As interesting as the fighting between House Mars, House Minerva, House Apollo, and all of the others is, it is secondary to Darrow's own internal struggle. Having been modified to have the body of a Gold, educated to have the mind of a Gold, and taught to behave as a Gold, Darrow, in a sense, actually is a Gold, despite having started as a Red. And this fact is a honeyed trap for Darrow, as he finds himself behaving like, and at times thinking like a Gold rather than an infiltrator sent to overthrow the Gold regime. Further, his attendance at the Institute places Darrow into close contact with many young members of the Gold caste, and while several of them are cruel and callous, many others are sympathetic, or even likable. He even finds that he may have romantic feelings towards a young woman dubbed "Mustang", a development that Darrow is naturally conflicted about and makes him feel as if he has betrayed Eo's memory. Darrow also discovers that the system is corrupt and unjust at all levels, and not merely for those on the bottom rungs. Through his time at the Institute he begins to slip into Gold ways of thinking, playing the internecine warfare game well, but initially, on their terms, a mistake that proves costly. It is only when Darrow violates, perhaps not technically the letter of the rules, but certainly the spirit of them that he is able to truly make his mark. It is these elements - Darrow's internal struggle against the temptation to accept his new position in life, and the humanization of the privileged oppressor class - that set Red Rising above the pack of dystopian novels, and makes it at least a little unique.

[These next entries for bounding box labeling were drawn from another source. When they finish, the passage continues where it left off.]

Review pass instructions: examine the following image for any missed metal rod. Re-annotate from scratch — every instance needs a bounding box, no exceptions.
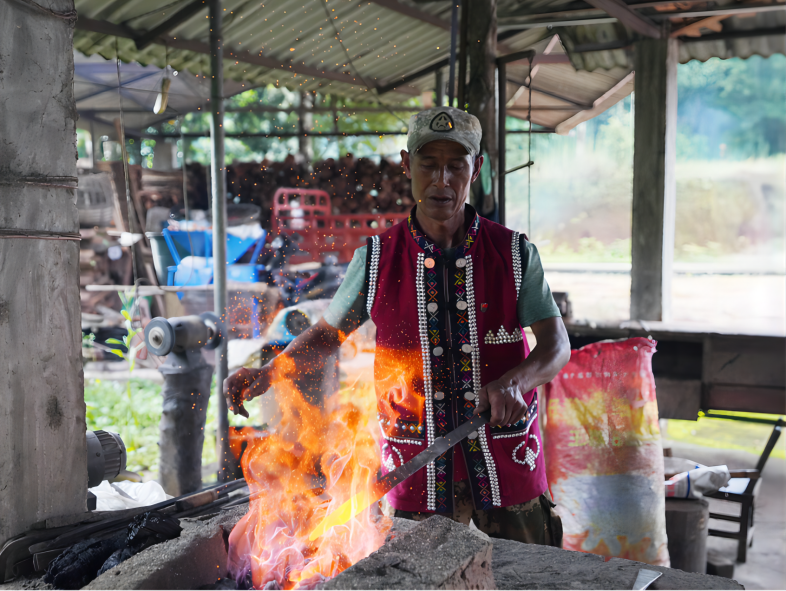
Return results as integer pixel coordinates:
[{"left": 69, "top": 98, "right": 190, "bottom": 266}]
[
  {"left": 448, "top": 0, "right": 458, "bottom": 107},
  {"left": 209, "top": 0, "right": 232, "bottom": 482},
  {"left": 497, "top": 60, "right": 508, "bottom": 226},
  {"left": 457, "top": 0, "right": 469, "bottom": 109}
]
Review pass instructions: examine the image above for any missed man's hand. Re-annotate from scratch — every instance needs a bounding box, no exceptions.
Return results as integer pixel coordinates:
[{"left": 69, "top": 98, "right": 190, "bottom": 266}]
[
  {"left": 475, "top": 380, "right": 527, "bottom": 427},
  {"left": 224, "top": 365, "right": 273, "bottom": 418}
]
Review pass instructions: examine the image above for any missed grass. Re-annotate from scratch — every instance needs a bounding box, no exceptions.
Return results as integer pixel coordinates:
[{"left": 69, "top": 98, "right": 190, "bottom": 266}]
[
  {"left": 85, "top": 378, "right": 258, "bottom": 478},
  {"left": 85, "top": 379, "right": 786, "bottom": 478},
  {"left": 665, "top": 413, "right": 786, "bottom": 467}
]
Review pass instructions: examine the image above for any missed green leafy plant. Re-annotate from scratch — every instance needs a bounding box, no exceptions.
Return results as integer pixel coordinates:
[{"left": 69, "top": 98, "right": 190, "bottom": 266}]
[{"left": 106, "top": 291, "right": 146, "bottom": 371}]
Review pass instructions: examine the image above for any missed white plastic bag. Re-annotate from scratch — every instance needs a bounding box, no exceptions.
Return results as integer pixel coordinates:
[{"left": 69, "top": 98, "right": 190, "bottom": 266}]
[
  {"left": 666, "top": 464, "right": 731, "bottom": 499},
  {"left": 88, "top": 480, "right": 172, "bottom": 511}
]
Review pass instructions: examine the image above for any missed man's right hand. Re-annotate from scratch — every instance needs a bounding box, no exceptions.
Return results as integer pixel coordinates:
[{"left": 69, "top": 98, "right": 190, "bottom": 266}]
[{"left": 224, "top": 365, "right": 273, "bottom": 418}]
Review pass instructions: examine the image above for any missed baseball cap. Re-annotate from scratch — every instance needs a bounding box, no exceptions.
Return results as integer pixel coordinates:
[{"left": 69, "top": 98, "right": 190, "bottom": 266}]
[{"left": 407, "top": 107, "right": 483, "bottom": 156}]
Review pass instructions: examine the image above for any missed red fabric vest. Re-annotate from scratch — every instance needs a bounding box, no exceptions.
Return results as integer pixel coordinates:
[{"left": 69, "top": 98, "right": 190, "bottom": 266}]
[{"left": 366, "top": 206, "right": 547, "bottom": 514}]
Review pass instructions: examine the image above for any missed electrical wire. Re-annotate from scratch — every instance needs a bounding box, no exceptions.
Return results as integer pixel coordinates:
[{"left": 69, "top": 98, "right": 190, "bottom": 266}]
[
  {"left": 527, "top": 56, "right": 532, "bottom": 240},
  {"left": 10, "top": 0, "right": 76, "bottom": 21}
]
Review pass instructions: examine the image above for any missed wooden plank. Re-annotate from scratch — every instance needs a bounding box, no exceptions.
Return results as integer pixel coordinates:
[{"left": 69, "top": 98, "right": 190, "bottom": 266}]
[
  {"left": 134, "top": 0, "right": 207, "bottom": 50},
  {"left": 669, "top": 14, "right": 731, "bottom": 39},
  {"left": 587, "top": 0, "right": 661, "bottom": 39}
]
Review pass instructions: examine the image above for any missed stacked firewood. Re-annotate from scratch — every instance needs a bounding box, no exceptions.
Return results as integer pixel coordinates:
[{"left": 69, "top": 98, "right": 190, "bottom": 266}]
[{"left": 187, "top": 154, "right": 414, "bottom": 227}]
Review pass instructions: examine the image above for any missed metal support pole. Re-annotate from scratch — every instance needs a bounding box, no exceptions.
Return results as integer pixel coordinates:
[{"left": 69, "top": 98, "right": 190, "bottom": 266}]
[
  {"left": 497, "top": 61, "right": 506, "bottom": 226},
  {"left": 448, "top": 0, "right": 459, "bottom": 107},
  {"left": 456, "top": 0, "right": 469, "bottom": 109},
  {"left": 210, "top": 0, "right": 232, "bottom": 482}
]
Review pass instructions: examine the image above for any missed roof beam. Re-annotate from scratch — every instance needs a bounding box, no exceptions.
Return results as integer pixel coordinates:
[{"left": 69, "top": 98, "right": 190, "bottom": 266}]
[
  {"left": 76, "top": 16, "right": 364, "bottom": 86},
  {"left": 134, "top": 0, "right": 207, "bottom": 50},
  {"left": 587, "top": 0, "right": 661, "bottom": 39},
  {"left": 370, "top": 0, "right": 513, "bottom": 53}
]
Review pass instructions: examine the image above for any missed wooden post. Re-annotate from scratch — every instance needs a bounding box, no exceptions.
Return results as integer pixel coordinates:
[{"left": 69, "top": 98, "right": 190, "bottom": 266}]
[
  {"left": 456, "top": 0, "right": 468, "bottom": 109},
  {"left": 297, "top": 91, "right": 314, "bottom": 165},
  {"left": 465, "top": 0, "right": 499, "bottom": 216},
  {"left": 448, "top": 0, "right": 459, "bottom": 107},
  {"left": 630, "top": 35, "right": 678, "bottom": 321}
]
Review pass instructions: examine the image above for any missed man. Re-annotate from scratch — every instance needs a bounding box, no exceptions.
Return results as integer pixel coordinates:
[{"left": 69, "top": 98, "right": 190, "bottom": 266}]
[{"left": 224, "top": 107, "right": 570, "bottom": 546}]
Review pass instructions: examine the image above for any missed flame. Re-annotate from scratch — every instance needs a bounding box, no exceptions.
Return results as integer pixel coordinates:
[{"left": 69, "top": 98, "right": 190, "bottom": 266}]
[{"left": 229, "top": 356, "right": 391, "bottom": 591}]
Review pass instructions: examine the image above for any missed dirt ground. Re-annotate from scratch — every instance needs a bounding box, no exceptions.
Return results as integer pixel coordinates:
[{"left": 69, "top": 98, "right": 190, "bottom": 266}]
[{"left": 664, "top": 434, "right": 786, "bottom": 591}]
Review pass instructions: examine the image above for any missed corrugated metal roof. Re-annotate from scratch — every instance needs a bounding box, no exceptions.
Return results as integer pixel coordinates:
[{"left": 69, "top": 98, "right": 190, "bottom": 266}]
[{"left": 74, "top": 0, "right": 786, "bottom": 128}]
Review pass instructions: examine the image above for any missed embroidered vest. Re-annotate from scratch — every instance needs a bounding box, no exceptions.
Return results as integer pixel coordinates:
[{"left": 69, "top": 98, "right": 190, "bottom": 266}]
[{"left": 366, "top": 206, "right": 547, "bottom": 514}]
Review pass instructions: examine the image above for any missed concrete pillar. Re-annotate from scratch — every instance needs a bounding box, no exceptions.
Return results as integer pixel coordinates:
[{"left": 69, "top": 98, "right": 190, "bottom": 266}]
[
  {"left": 208, "top": 0, "right": 234, "bottom": 481},
  {"left": 630, "top": 39, "right": 678, "bottom": 321},
  {"left": 460, "top": 0, "right": 498, "bottom": 220},
  {"left": 0, "top": 0, "right": 87, "bottom": 547}
]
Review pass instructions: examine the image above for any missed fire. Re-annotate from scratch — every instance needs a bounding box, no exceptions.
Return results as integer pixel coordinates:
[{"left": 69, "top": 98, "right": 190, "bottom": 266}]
[{"left": 229, "top": 360, "right": 391, "bottom": 590}]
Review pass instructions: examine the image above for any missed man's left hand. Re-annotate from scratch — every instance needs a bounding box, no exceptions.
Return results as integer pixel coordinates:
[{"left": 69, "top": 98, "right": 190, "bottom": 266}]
[{"left": 475, "top": 380, "right": 527, "bottom": 427}]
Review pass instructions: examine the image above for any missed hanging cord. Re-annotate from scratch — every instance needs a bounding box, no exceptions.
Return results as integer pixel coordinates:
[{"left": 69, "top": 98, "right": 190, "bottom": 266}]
[
  {"left": 322, "top": 0, "right": 409, "bottom": 128},
  {"left": 177, "top": 115, "right": 194, "bottom": 283},
  {"left": 115, "top": 37, "right": 141, "bottom": 302},
  {"left": 527, "top": 56, "right": 532, "bottom": 240}
]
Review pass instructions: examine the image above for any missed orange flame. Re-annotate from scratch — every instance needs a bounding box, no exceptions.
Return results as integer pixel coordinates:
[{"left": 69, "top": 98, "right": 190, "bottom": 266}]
[{"left": 229, "top": 357, "right": 391, "bottom": 590}]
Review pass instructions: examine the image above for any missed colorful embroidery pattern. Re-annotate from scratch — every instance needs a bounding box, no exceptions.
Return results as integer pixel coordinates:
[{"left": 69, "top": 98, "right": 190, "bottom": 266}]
[
  {"left": 366, "top": 236, "right": 379, "bottom": 316},
  {"left": 415, "top": 252, "right": 436, "bottom": 511},
  {"left": 407, "top": 210, "right": 500, "bottom": 511}
]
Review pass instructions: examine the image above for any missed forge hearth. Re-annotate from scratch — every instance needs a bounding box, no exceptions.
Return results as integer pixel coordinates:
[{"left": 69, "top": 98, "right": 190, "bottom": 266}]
[{"left": 27, "top": 505, "right": 743, "bottom": 591}]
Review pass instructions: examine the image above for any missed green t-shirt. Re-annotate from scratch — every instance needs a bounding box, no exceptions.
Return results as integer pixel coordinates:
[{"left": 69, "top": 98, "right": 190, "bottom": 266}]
[{"left": 323, "top": 236, "right": 560, "bottom": 333}]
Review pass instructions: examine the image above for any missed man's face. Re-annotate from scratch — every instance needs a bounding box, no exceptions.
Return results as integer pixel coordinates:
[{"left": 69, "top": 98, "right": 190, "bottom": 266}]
[{"left": 401, "top": 140, "right": 483, "bottom": 221}]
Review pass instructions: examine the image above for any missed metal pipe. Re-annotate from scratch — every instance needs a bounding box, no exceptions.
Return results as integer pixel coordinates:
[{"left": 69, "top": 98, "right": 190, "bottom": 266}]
[
  {"left": 209, "top": 0, "right": 232, "bottom": 482},
  {"left": 448, "top": 0, "right": 459, "bottom": 107},
  {"left": 497, "top": 60, "right": 506, "bottom": 226}
]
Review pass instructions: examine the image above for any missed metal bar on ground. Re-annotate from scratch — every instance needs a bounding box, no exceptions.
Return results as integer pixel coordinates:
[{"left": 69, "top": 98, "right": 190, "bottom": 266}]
[{"left": 210, "top": 0, "right": 231, "bottom": 482}]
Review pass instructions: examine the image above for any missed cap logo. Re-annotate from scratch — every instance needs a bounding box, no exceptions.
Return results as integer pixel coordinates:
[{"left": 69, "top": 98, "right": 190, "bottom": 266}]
[{"left": 429, "top": 113, "right": 455, "bottom": 131}]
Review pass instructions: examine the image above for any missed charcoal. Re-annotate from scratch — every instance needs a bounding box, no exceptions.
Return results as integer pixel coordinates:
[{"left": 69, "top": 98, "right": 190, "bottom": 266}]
[
  {"left": 196, "top": 579, "right": 237, "bottom": 591},
  {"left": 126, "top": 511, "right": 183, "bottom": 552},
  {"left": 96, "top": 548, "right": 136, "bottom": 576},
  {"left": 44, "top": 536, "right": 123, "bottom": 591}
]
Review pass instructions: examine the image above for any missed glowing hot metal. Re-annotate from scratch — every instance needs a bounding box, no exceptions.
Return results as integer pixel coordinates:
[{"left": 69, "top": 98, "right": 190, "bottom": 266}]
[{"left": 308, "top": 410, "right": 491, "bottom": 542}]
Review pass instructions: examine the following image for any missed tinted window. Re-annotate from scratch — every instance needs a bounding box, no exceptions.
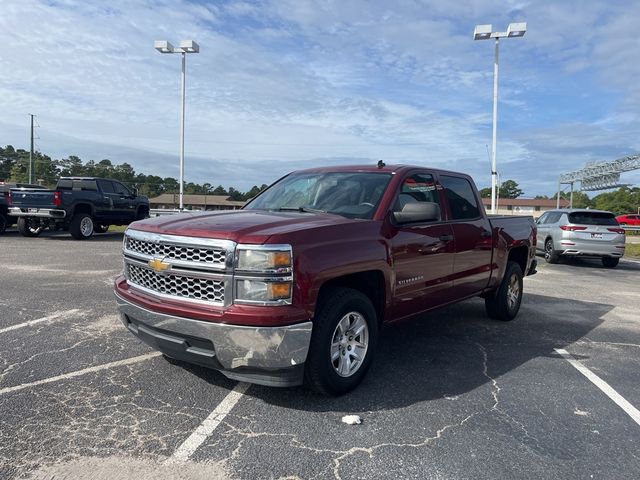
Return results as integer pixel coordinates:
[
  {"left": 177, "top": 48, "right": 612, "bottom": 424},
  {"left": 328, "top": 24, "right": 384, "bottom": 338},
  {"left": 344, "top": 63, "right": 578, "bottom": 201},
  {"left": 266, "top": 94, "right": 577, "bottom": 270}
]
[
  {"left": 244, "top": 172, "right": 391, "bottom": 218},
  {"left": 100, "top": 180, "right": 115, "bottom": 193},
  {"left": 393, "top": 173, "right": 440, "bottom": 212},
  {"left": 440, "top": 175, "right": 480, "bottom": 220},
  {"left": 544, "top": 212, "right": 562, "bottom": 224},
  {"left": 56, "top": 178, "right": 73, "bottom": 190},
  {"left": 569, "top": 212, "right": 618, "bottom": 225},
  {"left": 113, "top": 182, "right": 131, "bottom": 196}
]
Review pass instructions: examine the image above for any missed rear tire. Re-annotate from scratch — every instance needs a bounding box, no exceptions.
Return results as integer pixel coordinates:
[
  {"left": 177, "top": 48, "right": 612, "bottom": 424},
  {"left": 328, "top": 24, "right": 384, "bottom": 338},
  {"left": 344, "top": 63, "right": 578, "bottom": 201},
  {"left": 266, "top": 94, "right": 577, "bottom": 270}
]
[
  {"left": 484, "top": 262, "right": 523, "bottom": 322},
  {"left": 305, "top": 288, "right": 378, "bottom": 395},
  {"left": 544, "top": 239, "right": 560, "bottom": 263},
  {"left": 18, "top": 217, "right": 45, "bottom": 237},
  {"left": 69, "top": 213, "right": 95, "bottom": 240}
]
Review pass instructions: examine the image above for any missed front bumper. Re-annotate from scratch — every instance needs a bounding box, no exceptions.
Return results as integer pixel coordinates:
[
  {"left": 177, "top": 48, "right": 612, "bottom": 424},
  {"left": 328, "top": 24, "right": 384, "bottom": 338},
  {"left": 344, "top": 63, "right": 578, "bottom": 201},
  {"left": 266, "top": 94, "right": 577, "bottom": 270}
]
[
  {"left": 116, "top": 294, "right": 312, "bottom": 387},
  {"left": 9, "top": 207, "right": 67, "bottom": 219}
]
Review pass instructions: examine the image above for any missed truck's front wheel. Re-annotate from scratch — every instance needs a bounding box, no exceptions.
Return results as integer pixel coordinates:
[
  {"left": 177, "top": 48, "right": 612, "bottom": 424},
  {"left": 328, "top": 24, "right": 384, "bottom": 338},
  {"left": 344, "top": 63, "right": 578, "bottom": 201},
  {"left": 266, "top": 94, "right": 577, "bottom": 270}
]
[
  {"left": 69, "top": 213, "right": 94, "bottom": 240},
  {"left": 484, "top": 262, "right": 523, "bottom": 322},
  {"left": 305, "top": 288, "right": 378, "bottom": 395},
  {"left": 18, "top": 217, "right": 45, "bottom": 237}
]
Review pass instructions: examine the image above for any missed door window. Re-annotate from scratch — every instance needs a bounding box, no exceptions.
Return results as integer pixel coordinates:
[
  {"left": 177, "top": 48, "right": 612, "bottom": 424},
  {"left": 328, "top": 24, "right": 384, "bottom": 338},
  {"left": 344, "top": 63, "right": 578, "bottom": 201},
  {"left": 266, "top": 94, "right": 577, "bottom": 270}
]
[
  {"left": 440, "top": 175, "right": 480, "bottom": 220},
  {"left": 113, "top": 182, "right": 131, "bottom": 197},
  {"left": 99, "top": 180, "right": 115, "bottom": 193},
  {"left": 393, "top": 173, "right": 440, "bottom": 218}
]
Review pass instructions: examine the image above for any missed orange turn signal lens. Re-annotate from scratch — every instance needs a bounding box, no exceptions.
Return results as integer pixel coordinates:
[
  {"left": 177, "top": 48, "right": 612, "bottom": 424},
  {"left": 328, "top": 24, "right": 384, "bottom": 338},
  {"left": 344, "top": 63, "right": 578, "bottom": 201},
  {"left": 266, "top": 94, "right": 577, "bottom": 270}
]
[{"left": 269, "top": 282, "right": 291, "bottom": 300}]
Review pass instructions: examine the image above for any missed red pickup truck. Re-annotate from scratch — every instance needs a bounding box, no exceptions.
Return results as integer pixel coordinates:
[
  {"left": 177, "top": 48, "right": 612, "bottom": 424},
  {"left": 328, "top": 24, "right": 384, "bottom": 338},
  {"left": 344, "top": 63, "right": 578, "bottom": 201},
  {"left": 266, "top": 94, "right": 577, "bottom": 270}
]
[{"left": 115, "top": 162, "right": 536, "bottom": 395}]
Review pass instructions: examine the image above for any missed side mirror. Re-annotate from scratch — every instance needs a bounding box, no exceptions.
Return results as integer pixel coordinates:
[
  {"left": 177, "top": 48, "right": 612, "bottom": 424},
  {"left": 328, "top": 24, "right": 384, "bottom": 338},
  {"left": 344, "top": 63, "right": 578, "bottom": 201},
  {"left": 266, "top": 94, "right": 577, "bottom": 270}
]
[{"left": 393, "top": 202, "right": 440, "bottom": 224}]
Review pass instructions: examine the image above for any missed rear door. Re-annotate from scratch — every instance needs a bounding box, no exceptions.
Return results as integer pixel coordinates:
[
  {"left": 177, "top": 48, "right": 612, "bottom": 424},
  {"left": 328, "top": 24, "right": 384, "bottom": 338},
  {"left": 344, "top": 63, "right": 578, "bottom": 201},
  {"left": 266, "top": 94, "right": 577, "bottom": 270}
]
[
  {"left": 390, "top": 171, "right": 453, "bottom": 317},
  {"left": 112, "top": 180, "right": 136, "bottom": 222},
  {"left": 440, "top": 175, "right": 497, "bottom": 298}
]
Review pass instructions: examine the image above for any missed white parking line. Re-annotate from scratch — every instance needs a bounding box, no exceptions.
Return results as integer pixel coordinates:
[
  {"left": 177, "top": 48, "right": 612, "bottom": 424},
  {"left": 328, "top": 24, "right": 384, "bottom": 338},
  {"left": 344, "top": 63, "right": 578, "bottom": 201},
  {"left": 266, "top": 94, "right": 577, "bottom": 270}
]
[
  {"left": 0, "top": 352, "right": 161, "bottom": 395},
  {"left": 554, "top": 348, "right": 640, "bottom": 425},
  {"left": 0, "top": 308, "right": 80, "bottom": 334},
  {"left": 165, "top": 383, "right": 250, "bottom": 464}
]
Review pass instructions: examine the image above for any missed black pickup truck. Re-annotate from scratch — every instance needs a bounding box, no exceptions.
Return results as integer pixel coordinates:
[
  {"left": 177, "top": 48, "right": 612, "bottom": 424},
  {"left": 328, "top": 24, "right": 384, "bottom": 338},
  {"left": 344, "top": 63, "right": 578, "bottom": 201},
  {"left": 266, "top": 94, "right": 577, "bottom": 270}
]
[
  {"left": 0, "top": 182, "right": 44, "bottom": 233},
  {"left": 9, "top": 177, "right": 149, "bottom": 240}
]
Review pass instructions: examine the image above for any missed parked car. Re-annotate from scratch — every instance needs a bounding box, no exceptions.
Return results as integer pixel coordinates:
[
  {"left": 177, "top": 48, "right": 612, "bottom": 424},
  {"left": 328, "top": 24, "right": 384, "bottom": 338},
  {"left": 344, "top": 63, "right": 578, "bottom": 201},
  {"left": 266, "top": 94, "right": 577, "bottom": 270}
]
[
  {"left": 114, "top": 164, "right": 536, "bottom": 395},
  {"left": 9, "top": 177, "right": 149, "bottom": 240},
  {"left": 616, "top": 214, "right": 640, "bottom": 227},
  {"left": 536, "top": 209, "right": 625, "bottom": 268},
  {"left": 0, "top": 182, "right": 45, "bottom": 233}
]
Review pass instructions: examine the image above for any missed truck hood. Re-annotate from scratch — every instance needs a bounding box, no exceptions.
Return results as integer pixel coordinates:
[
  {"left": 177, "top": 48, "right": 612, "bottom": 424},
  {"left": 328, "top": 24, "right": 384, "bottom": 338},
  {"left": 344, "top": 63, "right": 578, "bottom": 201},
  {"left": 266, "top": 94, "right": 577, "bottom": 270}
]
[{"left": 129, "top": 210, "right": 361, "bottom": 244}]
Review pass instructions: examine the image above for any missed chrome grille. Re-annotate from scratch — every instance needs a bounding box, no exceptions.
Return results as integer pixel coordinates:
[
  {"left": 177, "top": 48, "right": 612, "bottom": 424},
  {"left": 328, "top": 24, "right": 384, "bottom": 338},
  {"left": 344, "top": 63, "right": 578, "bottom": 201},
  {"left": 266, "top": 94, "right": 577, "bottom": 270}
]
[
  {"left": 125, "top": 236, "right": 226, "bottom": 266},
  {"left": 125, "top": 263, "right": 224, "bottom": 305}
]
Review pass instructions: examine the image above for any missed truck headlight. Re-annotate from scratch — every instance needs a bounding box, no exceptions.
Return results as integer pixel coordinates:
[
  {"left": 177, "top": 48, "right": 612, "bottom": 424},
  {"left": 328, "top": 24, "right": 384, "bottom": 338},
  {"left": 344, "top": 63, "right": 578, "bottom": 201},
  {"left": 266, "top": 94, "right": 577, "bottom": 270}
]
[
  {"left": 236, "top": 245, "right": 291, "bottom": 273},
  {"left": 234, "top": 245, "right": 293, "bottom": 305},
  {"left": 236, "top": 279, "right": 291, "bottom": 302}
]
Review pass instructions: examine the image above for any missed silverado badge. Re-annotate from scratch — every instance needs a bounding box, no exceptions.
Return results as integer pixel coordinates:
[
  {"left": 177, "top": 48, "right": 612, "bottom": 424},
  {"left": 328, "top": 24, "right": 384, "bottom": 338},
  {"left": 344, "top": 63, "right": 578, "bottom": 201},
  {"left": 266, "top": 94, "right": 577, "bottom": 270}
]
[{"left": 149, "top": 258, "right": 171, "bottom": 273}]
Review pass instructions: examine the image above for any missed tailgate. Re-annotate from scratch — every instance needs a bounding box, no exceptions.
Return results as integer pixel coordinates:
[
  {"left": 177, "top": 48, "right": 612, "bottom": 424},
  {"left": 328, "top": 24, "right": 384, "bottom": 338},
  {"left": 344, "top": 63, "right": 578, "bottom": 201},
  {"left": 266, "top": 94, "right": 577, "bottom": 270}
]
[{"left": 11, "top": 190, "right": 55, "bottom": 208}]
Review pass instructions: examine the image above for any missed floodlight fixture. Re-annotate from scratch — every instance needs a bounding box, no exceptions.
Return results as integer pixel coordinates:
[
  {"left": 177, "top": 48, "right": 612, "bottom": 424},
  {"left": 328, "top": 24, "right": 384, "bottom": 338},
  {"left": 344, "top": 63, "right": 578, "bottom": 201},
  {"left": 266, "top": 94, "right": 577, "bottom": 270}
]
[
  {"left": 153, "top": 40, "right": 174, "bottom": 53},
  {"left": 473, "top": 25, "right": 491, "bottom": 40},
  {"left": 153, "top": 40, "right": 200, "bottom": 210},
  {"left": 180, "top": 40, "right": 200, "bottom": 53},
  {"left": 507, "top": 22, "right": 527, "bottom": 37},
  {"left": 473, "top": 22, "right": 527, "bottom": 214}
]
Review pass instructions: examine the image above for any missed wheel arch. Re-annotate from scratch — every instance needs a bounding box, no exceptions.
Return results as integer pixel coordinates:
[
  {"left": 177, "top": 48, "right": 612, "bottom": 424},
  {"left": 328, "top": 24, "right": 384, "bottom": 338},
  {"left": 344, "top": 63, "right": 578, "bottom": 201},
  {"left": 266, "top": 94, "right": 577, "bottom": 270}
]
[
  {"left": 72, "top": 203, "right": 93, "bottom": 216},
  {"left": 316, "top": 270, "right": 387, "bottom": 324}
]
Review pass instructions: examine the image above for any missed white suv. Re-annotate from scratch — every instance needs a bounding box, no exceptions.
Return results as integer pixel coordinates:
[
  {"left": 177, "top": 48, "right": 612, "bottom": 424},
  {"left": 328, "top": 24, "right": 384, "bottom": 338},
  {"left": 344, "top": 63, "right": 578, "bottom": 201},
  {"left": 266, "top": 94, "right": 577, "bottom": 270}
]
[{"left": 536, "top": 209, "right": 625, "bottom": 268}]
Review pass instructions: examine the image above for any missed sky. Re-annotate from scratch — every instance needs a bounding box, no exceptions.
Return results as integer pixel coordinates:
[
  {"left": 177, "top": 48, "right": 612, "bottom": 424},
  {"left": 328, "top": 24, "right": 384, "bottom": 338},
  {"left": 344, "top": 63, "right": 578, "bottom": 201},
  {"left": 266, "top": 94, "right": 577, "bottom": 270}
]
[{"left": 0, "top": 0, "right": 640, "bottom": 197}]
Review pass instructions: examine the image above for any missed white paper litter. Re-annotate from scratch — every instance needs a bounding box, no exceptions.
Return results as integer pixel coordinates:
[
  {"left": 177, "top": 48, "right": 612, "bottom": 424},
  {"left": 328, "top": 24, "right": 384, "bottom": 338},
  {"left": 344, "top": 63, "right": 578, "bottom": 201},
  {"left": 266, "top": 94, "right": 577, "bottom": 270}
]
[{"left": 342, "top": 415, "right": 362, "bottom": 425}]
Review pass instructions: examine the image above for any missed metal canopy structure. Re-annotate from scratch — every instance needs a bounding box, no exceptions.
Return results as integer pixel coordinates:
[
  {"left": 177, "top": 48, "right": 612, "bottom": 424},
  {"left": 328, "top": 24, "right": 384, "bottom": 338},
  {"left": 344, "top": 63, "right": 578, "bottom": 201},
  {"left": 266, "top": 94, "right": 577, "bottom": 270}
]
[{"left": 557, "top": 155, "right": 640, "bottom": 208}]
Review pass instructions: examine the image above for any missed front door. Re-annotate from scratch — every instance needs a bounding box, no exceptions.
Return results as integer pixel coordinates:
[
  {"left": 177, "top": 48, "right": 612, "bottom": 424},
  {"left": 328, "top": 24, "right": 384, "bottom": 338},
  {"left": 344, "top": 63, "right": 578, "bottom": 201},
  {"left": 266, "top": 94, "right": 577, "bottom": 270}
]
[
  {"left": 391, "top": 172, "right": 454, "bottom": 318},
  {"left": 440, "top": 175, "right": 494, "bottom": 298}
]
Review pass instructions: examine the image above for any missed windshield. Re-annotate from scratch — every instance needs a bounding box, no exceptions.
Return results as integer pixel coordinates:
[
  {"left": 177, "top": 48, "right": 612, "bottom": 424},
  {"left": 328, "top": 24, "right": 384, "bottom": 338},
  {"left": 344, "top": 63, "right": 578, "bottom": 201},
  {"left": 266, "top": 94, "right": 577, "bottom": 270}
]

In the vast field of dystopian science fiction, it is difficult to be notable. By serving up a fast-paced and interesting story, Brown has managed to accomplish this feat. Red Rising establishes its setting, provides the reader with enough background to make you empathize with the protagonist, and then moves through the plot at a tempo that is rapid enough to keep the story moving, but not so rushed as to gloss over important developments in the story. Along the way,Red Rising also provides interesting characters, an action-filled plot, a little bit of political philosophy, and a fair amount of emotional impact. Overall, this is a decent book that is sure to please anyone looking to scratch their dystopian fiction itch.